Despite being laughably misogynistic, the horror elements in the film works quite well. It’s a pleasant blend of gothic bizarreness, surreal violence and tried-and-true horror tropes. By stealing themes from Agatha Christie and aesthetics from Dario Argento–two facts that writer and director Fernando Di Leo eagerly and joyfully cops to in the DVD extras–Slaughter Hotel is ripe with atmospheric terror. The clinic itself is a boxy, monolithic castle that looms large in the frame. The inside is somber and dank. Despite being a film pieced together almost entirely from stolen motifs and borrowed themes, Di Leo manages to set an ominous and frightful mood. The killer himself, a masked man who wears a cape and lurks in shadows, is a terrifying presence and Di Leo is great at capturing the terror of a masked intruder.
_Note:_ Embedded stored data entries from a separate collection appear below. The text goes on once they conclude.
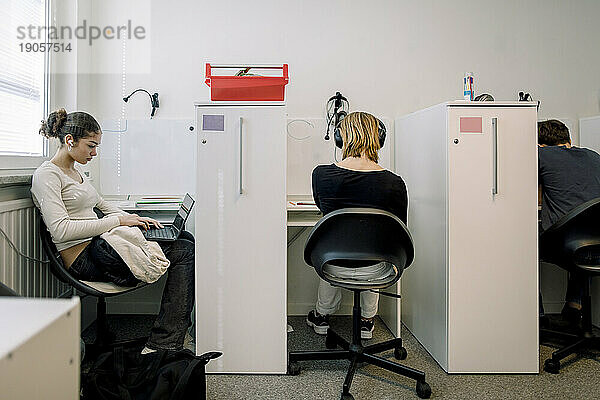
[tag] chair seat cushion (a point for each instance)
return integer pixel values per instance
(374, 276)
(108, 287)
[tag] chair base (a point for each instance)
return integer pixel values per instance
(356, 353)
(586, 340)
(105, 338)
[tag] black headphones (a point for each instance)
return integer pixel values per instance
(337, 136)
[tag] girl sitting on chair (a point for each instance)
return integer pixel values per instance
(66, 201)
(356, 181)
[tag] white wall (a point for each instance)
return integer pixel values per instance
(388, 57)
(391, 57)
The score drops out as the killer stalks and comes thundering back in moments of terror. The camera prods where it doesn’t belong moments before the killer strikes. Slaughter Hotel, between bouts of crippling ineptitude, stumbles into interesting filmmaking; it’s like a chimp got set loose in a junkyard and somehow assembled a working automobile.
I don’t know if I can, in good faith, recommend Slaughter Hotel. It’s incredibly silly, terribly misogynistic and painfully pedestrian. But it’s also gleefully ridiculous. And while existing in a genre that can be mean-spirited and hateful, Slaughter Hotel isn’t. It’s an earnest failure. And thus: an accidental success.